A major challenge to Evan’s inner zen came with his doctor visits and unmet expectations (hard not to have ’em but damn unnecessary expectations…).  He would be expecting his recovery to be more advanced; wanting to be told to get off the crutches, or remove his oh-so-fashion forward sleek boot sooner than allowed.  With some patience and fatiguing dedication to PT work, his first day of sneakers, August 10th, eventually came.  The same day he shaved his head.  Fresh start.  This time off made him evaluate his life choices; does he want to focus on performing or teaching?  How does he want to direct this next chapter in his life and career?  He has come back with a broadened perspective.  He is not just a Shen Wei dancer but is passionate about outreach and moving in an endless number of ways.  And now, talking with Evan is as contagious as ever.  He’s amped up to start dancing again and dive head first into classes; not too shabby of a place to be.  The injury was a blessing in disguise; he was forced to address what he wanted and head back to his passion with this new experience under his belt.

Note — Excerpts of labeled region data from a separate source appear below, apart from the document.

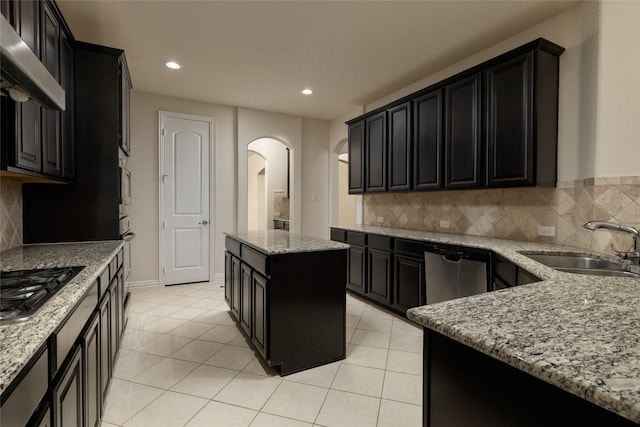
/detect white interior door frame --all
[157,111,216,286]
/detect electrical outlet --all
[538,225,556,237]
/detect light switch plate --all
[538,225,556,237]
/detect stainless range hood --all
[0,15,65,110]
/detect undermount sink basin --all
[523,254,640,279]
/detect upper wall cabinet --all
[364,111,387,193]
[0,0,75,181]
[347,39,564,193]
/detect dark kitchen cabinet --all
[119,55,132,156]
[367,234,393,305]
[347,39,564,193]
[387,102,412,191]
[2,1,75,182]
[41,2,62,176]
[60,31,76,180]
[393,239,426,313]
[364,111,387,193]
[486,50,558,187]
[347,120,365,194]
[23,42,132,243]
[422,328,638,427]
[225,236,347,375]
[80,312,101,427]
[98,292,112,410]
[251,272,269,357]
[412,89,444,190]
[52,345,84,427]
[445,73,483,188]
[238,263,252,336]
[346,231,367,295]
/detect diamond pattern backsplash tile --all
[0,179,22,251]
[364,176,640,252]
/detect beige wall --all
[301,118,329,239]
[129,91,236,284]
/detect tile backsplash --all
[0,179,22,251]
[364,176,640,252]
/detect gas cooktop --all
[0,267,84,325]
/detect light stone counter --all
[0,240,123,395]
[334,226,640,423]
[224,230,349,255]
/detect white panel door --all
[161,113,211,285]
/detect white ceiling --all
[57,0,576,120]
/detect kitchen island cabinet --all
[225,230,348,375]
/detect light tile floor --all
[102,282,422,427]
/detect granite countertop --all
[334,226,640,422]
[224,230,349,255]
[0,240,123,395]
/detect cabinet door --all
[388,102,411,191]
[347,245,367,295]
[81,313,101,427]
[52,345,84,427]
[364,111,387,192]
[99,291,111,415]
[413,89,443,190]
[240,264,252,337]
[231,257,241,321]
[60,31,76,179]
[367,248,392,304]
[445,73,483,188]
[252,271,269,359]
[393,254,425,312]
[348,120,364,194]
[487,52,535,187]
[120,57,131,156]
[41,2,62,176]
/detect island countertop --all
[224,230,349,255]
[0,240,123,394]
[334,225,640,423]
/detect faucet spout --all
[583,221,640,263]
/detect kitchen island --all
[225,230,349,375]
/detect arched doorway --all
[247,138,291,230]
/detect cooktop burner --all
[0,267,84,325]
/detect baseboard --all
[129,280,160,289]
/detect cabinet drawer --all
[396,239,424,257]
[0,345,49,426]
[224,237,240,258]
[368,234,393,252]
[242,245,267,276]
[51,282,98,378]
[347,231,367,246]
[331,228,347,243]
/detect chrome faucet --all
[583,221,640,264]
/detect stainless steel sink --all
[523,254,640,278]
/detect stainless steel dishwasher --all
[424,244,491,304]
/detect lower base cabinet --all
[422,329,637,427]
[225,237,347,375]
[52,345,84,427]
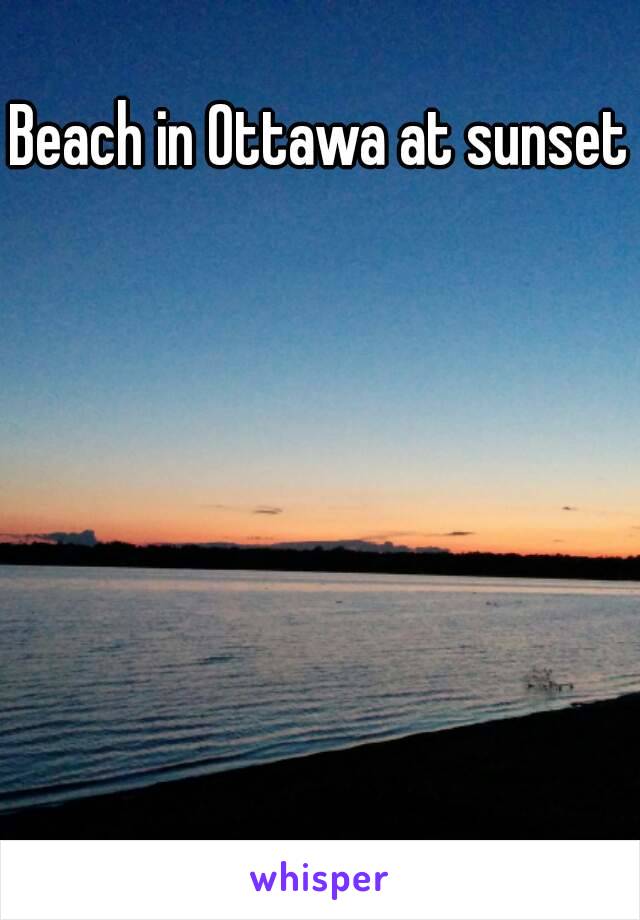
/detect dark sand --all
[0,694,640,839]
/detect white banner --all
[0,840,640,920]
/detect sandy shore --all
[0,694,640,839]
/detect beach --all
[0,693,640,839]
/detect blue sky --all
[0,0,640,552]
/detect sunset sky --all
[0,0,640,555]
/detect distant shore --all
[0,542,640,581]
[5,693,640,839]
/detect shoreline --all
[0,543,640,582]
[0,693,640,839]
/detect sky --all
[0,0,640,555]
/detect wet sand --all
[0,694,640,839]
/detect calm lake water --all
[0,566,640,809]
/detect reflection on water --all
[0,566,640,809]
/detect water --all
[0,566,640,809]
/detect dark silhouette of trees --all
[0,542,640,581]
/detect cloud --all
[200,503,284,514]
[0,530,98,546]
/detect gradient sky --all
[0,0,640,554]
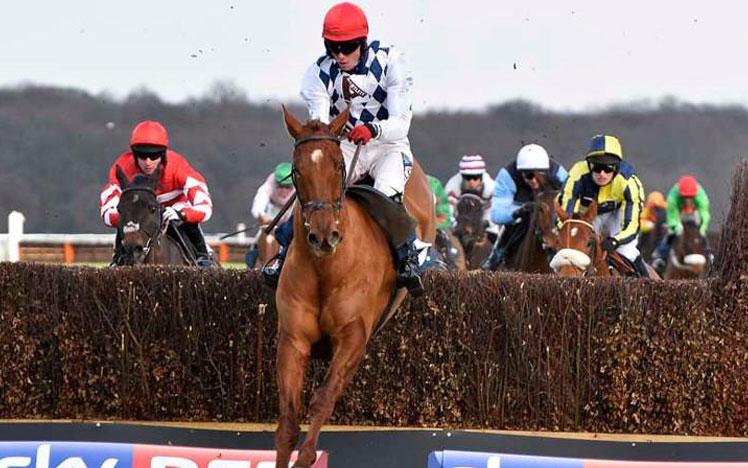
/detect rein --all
[291,135,346,221]
[561,218,598,276]
[120,187,168,258]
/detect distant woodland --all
[0,84,748,233]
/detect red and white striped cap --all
[460,154,486,175]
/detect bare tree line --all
[0,85,748,232]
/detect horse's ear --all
[553,199,569,221]
[281,105,303,140]
[115,164,130,190]
[583,201,597,223]
[330,106,351,136]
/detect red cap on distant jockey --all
[678,175,699,198]
[130,120,169,147]
[322,2,369,42]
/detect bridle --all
[457,193,486,247]
[559,218,597,276]
[291,135,346,229]
[120,187,168,258]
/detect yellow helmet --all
[586,135,623,164]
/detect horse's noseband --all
[291,135,346,228]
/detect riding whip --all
[218,224,261,240]
[265,143,361,235]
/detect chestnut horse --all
[275,108,435,468]
[551,202,660,279]
[550,202,620,276]
[664,212,708,279]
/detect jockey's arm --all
[300,63,332,123]
[613,176,644,244]
[99,163,122,227]
[491,168,520,224]
[372,51,413,142]
[694,184,712,236]
[177,162,213,223]
[559,161,589,215]
[666,184,683,233]
[444,174,462,210]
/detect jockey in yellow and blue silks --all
[559,135,649,277]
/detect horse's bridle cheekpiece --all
[291,135,345,227]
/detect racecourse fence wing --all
[0,164,748,436]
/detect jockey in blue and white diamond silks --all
[264,2,422,295]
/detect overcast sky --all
[0,0,748,111]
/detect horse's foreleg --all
[294,321,366,468]
[275,332,311,468]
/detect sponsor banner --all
[427,450,748,468]
[0,442,327,468]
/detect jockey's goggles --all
[588,163,618,174]
[325,39,361,56]
[522,171,543,180]
[133,150,166,161]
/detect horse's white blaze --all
[550,249,592,271]
[683,254,706,266]
[122,221,140,234]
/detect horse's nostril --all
[306,232,319,246]
[330,231,341,245]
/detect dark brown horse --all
[275,108,435,468]
[434,229,467,271]
[505,190,558,273]
[117,166,194,265]
[664,212,708,279]
[454,193,494,270]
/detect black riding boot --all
[109,228,125,267]
[262,216,293,289]
[634,255,649,278]
[177,223,213,267]
[395,229,424,297]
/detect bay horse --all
[550,201,660,279]
[275,107,435,468]
[664,211,707,279]
[116,166,194,265]
[434,229,467,271]
[504,172,558,273]
[453,192,493,270]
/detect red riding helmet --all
[678,175,699,198]
[322,2,369,42]
[130,120,169,148]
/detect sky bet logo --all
[0,442,327,468]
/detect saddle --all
[607,252,639,276]
[346,184,415,252]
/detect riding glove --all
[348,123,375,145]
[161,206,182,224]
[603,237,621,253]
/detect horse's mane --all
[304,119,330,132]
[130,174,153,187]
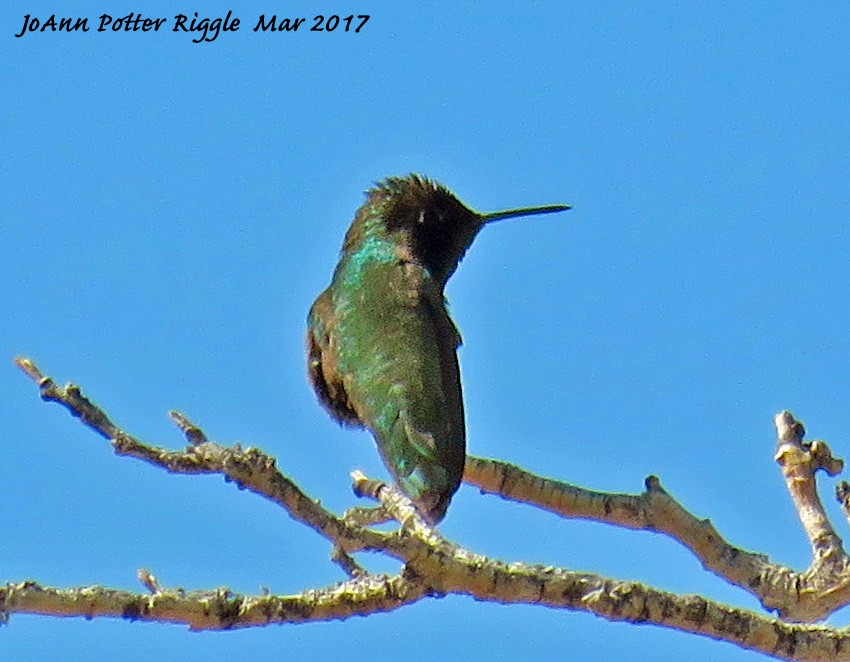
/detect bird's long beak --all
[481,205,572,223]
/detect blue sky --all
[0,1,850,662]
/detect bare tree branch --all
[9,359,850,660]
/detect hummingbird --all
[307,174,569,524]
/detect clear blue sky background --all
[0,0,850,662]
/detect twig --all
[9,359,850,661]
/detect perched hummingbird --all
[307,175,569,524]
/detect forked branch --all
[6,359,850,660]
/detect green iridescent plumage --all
[307,175,567,523]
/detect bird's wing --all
[307,290,361,425]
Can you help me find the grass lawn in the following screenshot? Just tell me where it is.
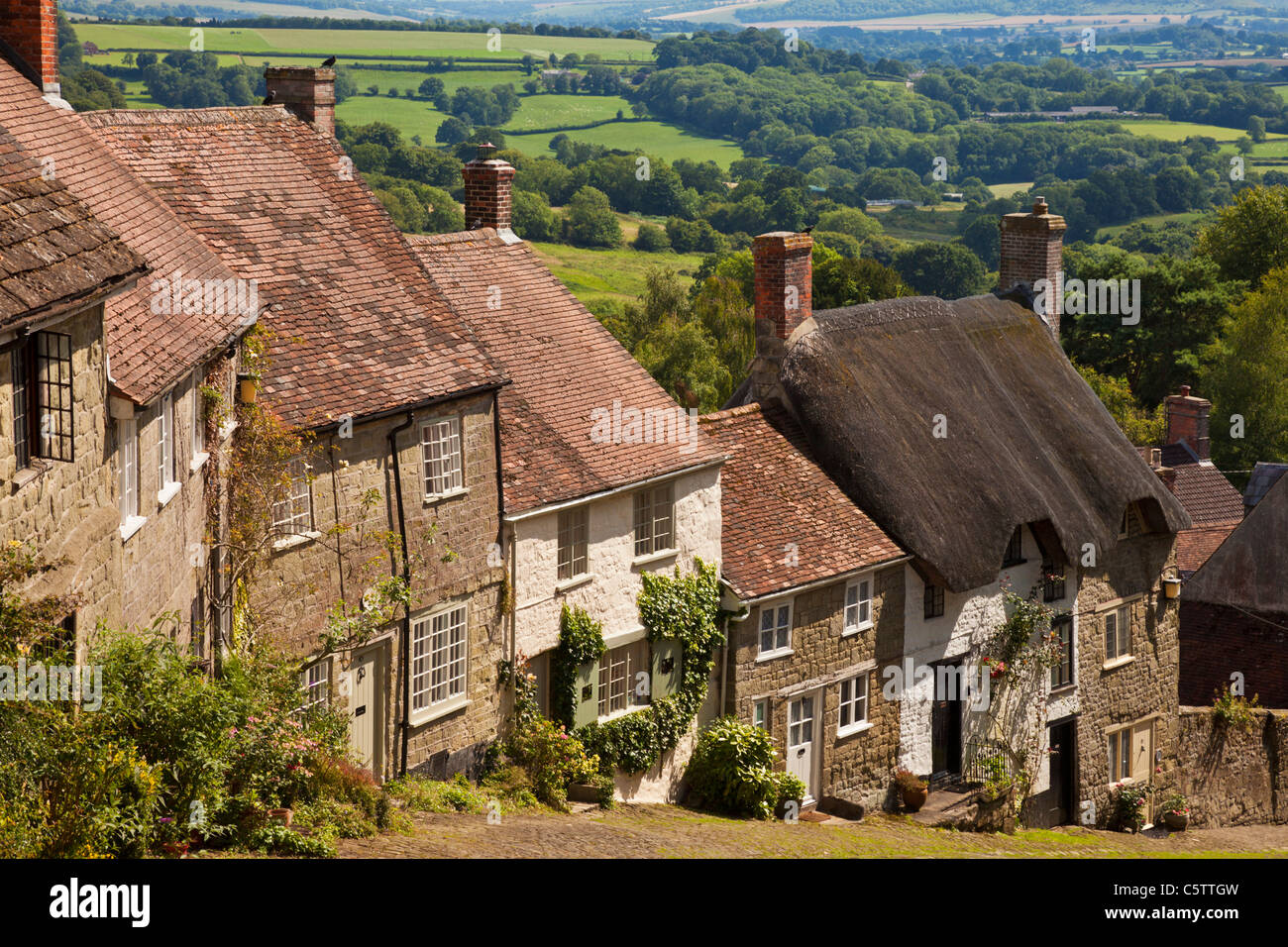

Elena – 21 year old stunning Italian beauty on and off stage was dancing with a meniscus tear for 9 months (amazing how the body can function when the surrounding muscles are there to support – thank you training!).  Yes, that means it was torn all throughout our Joyce season and full 6-week, non-stop Italian tour until it actually flipped over during swift, consecutive sauté de basque turns during the Parsons Summer Intensive.  Her thoughts?  It’s more psychological work over physical.  While not able to dance, something she has clearly done her whole life, the internal struggle comes to identity.  “Who am I?  Am I interesting still?”  We tend to identify ourselves as dancers, and this gift elevates our self worth; the reason others find me attractive and likable is because of my relationship with dance.  How unfortunately comprehensible, but utterly untrue.  Elena piggybacked this personal conundrum with filling her life with other activities she typically doesn’t have time for and started taking pride in the other things she loves to do beyond dance.  There are innumerable facets of our personality that make us beautifully individual and we are so much more than what we do (how much I can hate that as a first question when meeting someone fresh….).  Also, she now has a new found perspective on how fortunate us dancers are to do what we love, which puts complaining on the petty minutiae of the daily grind completely out of the question.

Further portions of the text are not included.